Glossary

A secure online repository used to share confidential documents during a defined business process — typically due diligence for M&A, tax audits, regulatory submissions, or fundraising. Distinguished from generic cloud storage by per-person access controls, tamper-evident audit trails, watermarking, and the ability to revoke access without recalling files.

The investigation a buyer, investor or regulator performs before signing — verifying financials, contracts, IP, employee arrangements and compliance. In M&A the seller assembles documents into a VDR and the buy-side requests, reviews, and asks questions through a structured Q&A workflow.

A legally binding contract under which a recipient agrees not to disclose specified confidential information to third parties for an agreed period. In a data-room context the NDA is presented to each invited user before any document is viewed; acceptance is logged with timestamp, IP and the exact NDA version they accepted.

An NDA extended with a non-circumvention clause: the recipient also agrees not to bypass the disclosing party to deal directly with introduced counterparties (brokers, suppliers, customers). Common in deal-flow and introduction scenarios where the relationship itself is the asset being protected.

A chronological record of every action taken on a document or data room — who, what, when, from where. An audit trail is only useful to the extent it can be trusted: an editable log proves nothing. Modern VDRs use tamper-evident logging (see below) so the trail is admissible as evidence.

An audit log where each record cryptographically chains to the one before it (typically via a SHA-256 hash chain), so any later modification breaks the chain and is detectable. Required for evidentiary use — a regulator or court will not accept an audit log that the operator could silently rewrite.

The process of extracting machine-readable text from images and scanned PDFs. In a VDR context OCR is what makes scanned tax records, contracts and statements searchable alongside native digital documents. Modern systems use AI models (e.g. Gemini, GPT-4o) for substantially better accuracy on handwriting, tables and low-quality scans than legacy OCR engines.

Stamping each document view with the viewer's email, IP address and timestamp at render time, so any leaked copy is attributable to a specific person and session. "Dynamic" distinguishes it from a static watermark baked into the file once — dynamic watermarks personalise the watermark per viewer per session.

Technical controls that try to restrict what a recipient can do with a file after they receive it — prevent printing, copying, screen-recording or forwarding. In practice DRM is weaker than vendors claim: a determined viewer can always photograph the screen. Most VDR "no-download" modes are a deterrent (raise the friction) rather than a true restriction.

Authentication model where access is granted by sending a single-use code to the recipient's email address; possession of the email account proves identity. Eliminates the password-sharing problem common with password-protected files and lets the operator revoke access by disabling the access link, without having to chase down a leaked password.

A security model that treats every request as untrusted by default — no network is implicitly safe, every action is authorised individually, and access is the minimum necessary for the task. Applied to document sharing: every document view re-checks the user's permission and re-verifies the session, rather than granting blanket access after a single login.

The requirement that data is physically stored and processed within a specified jurisdiction. Australian businesses subject to APRA CPS 234, ASIC oversight, or government tender conditions often need data to remain on Australian infrastructure (e.g. Sydney).

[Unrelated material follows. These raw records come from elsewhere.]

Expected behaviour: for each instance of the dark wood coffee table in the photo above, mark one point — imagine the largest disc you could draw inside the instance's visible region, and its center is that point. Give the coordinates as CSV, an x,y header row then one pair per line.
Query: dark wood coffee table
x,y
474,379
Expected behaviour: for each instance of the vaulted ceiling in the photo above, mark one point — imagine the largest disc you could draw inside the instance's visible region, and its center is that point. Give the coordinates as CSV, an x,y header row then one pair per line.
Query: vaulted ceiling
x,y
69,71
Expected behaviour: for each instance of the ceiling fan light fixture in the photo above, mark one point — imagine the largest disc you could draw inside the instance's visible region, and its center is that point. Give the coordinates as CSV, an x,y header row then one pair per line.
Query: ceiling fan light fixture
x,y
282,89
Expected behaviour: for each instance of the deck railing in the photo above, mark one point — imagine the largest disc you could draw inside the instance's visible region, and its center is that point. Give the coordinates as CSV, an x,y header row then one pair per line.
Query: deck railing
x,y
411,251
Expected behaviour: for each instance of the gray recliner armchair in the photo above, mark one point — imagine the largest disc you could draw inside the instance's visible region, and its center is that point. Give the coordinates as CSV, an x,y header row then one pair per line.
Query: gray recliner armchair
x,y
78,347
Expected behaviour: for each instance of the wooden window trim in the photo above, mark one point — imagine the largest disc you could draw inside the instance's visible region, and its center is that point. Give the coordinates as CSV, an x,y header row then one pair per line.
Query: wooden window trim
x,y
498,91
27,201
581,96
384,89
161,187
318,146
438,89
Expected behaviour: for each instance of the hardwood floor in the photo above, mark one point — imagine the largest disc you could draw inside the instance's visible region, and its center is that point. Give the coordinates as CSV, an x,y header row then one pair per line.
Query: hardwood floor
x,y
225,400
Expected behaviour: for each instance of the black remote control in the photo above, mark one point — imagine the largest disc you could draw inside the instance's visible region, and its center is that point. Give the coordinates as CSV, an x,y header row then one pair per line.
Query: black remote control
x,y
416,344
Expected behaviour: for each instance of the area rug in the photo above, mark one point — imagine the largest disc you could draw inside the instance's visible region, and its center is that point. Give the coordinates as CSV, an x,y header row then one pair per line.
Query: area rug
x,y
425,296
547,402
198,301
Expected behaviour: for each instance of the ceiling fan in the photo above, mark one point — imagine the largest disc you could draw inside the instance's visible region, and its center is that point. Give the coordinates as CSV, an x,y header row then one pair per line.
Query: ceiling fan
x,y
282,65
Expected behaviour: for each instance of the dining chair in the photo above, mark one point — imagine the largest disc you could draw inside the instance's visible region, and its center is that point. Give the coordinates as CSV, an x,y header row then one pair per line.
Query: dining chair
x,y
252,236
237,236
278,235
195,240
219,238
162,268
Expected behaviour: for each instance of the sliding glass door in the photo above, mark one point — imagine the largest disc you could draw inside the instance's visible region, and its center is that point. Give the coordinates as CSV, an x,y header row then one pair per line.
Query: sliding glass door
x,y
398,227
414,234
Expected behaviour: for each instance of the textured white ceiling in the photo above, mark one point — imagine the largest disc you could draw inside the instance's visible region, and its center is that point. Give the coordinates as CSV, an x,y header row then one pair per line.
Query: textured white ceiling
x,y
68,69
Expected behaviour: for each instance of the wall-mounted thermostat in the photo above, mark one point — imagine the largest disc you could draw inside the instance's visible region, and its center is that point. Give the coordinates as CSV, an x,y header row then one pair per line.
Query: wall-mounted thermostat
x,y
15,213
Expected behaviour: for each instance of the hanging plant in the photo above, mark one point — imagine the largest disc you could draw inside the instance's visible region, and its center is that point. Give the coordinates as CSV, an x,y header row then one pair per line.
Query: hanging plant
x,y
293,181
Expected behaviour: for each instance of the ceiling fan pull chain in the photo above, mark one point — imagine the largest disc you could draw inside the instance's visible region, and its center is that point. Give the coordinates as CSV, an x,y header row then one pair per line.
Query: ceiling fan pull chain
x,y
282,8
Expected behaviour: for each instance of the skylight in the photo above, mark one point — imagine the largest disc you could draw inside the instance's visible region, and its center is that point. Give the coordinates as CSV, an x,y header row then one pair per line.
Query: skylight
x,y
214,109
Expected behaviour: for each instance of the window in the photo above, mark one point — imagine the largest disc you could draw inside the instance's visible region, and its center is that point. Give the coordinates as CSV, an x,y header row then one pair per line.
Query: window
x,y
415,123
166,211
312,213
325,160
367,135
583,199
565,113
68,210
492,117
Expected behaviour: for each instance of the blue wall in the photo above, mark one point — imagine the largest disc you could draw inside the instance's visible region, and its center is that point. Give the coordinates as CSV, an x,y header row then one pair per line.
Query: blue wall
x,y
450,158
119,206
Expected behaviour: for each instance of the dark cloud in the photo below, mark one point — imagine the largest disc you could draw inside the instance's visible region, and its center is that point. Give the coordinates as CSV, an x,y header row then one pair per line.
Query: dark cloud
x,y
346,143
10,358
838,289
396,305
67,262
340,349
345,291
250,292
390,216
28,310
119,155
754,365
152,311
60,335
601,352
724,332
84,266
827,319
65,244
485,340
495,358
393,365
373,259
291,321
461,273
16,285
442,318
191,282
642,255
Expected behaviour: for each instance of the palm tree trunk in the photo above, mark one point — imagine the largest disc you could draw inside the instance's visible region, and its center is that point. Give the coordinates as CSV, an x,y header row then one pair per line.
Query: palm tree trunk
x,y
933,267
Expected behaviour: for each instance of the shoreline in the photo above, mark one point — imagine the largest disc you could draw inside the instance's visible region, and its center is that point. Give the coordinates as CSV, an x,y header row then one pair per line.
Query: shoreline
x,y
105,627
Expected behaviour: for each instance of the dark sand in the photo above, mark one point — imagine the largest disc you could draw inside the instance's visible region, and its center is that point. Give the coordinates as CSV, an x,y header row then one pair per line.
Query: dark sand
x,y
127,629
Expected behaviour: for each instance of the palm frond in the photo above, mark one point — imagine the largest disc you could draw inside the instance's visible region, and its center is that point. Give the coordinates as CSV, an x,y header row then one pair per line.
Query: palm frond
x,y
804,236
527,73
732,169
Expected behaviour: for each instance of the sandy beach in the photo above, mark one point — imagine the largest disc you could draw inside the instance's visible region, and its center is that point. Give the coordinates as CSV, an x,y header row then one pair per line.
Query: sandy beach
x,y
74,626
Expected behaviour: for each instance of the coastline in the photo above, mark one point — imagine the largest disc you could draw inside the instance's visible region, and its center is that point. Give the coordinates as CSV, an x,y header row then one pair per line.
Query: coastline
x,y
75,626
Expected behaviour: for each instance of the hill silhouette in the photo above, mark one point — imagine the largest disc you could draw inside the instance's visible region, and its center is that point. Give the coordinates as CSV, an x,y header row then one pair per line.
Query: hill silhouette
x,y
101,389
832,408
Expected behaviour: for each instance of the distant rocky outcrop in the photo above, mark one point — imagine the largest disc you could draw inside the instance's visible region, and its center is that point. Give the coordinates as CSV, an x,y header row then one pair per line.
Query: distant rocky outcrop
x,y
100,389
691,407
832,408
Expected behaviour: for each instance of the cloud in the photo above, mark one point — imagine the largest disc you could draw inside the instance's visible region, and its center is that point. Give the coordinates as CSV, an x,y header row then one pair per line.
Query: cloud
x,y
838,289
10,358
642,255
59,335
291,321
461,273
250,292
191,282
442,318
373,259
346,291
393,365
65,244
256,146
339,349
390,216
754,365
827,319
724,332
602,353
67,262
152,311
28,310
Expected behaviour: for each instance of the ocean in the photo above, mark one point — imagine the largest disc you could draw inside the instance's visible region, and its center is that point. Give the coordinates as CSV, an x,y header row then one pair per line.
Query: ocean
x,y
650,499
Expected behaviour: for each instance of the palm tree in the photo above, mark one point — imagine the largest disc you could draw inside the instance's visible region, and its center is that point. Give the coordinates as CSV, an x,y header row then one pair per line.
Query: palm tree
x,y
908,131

Residency is about where bytes live; sovereignty extends to which legal regime can compel disclosure of those bytes.

The 13 principles set by the Australian Privacy Act 1988 governing how organisations must handle personal information — collection, use, disclosure, storage, access and correction. Most relevant for document sharing: APP 11 (security of personal information) and APP 8 (cross-border disclosure).

Organisational controls that prevent confidential information from passing between groups within the same firm — for example, between an investment bank's M&A team and its trading desk. In a VDR context this typically means separate data rooms with no shared membership, plus access controls that prevent admins on one side from viewing the other.

Requiring two or more independent factors to authenticate — typically a password (something you know) plus a time-based one-time code from an app like Authenticator (something you have). Reduces account-takeover risk by ~99% versus password-only. Mandatory on ShareAndGo for admin accounts.

An Australian Taxation Office (ATO) review of a taxpayer's records to verify reported income, deductions and tax position. Typically starts with a request for documents (financials, BAS papers, bank statements, contracts) — the speed and quality of response shapes the trajectory. The ATO has stated cooperative, well-organised taxpayers receive more favourable treatment.

A structured question-and-answer process within a data room — buy-side users submit questions referencing specific documents, the seller-side answers, and every thread is logged. Critical for due diligence: it concentrates the back-and-forth in one auditable place rather than scattering it across email.

A URL emailed to an invited recipient that grants them entry to a specific data room. The link does not itself authenticate — the recipient must verify their email (one-time code) or enter a password before any documents become visible. Access links are revocable: disabling the link in the admin panel immediately invalidates all future use.

The set of actions a user can take in a data room. Typical roles: Viewer (can view + download), Viewer No-Download (can view only — files render inline, never reach the recipient's disk), Editor (can upload/move/delete), and Sub-Admin (can manage users + settings, no billing).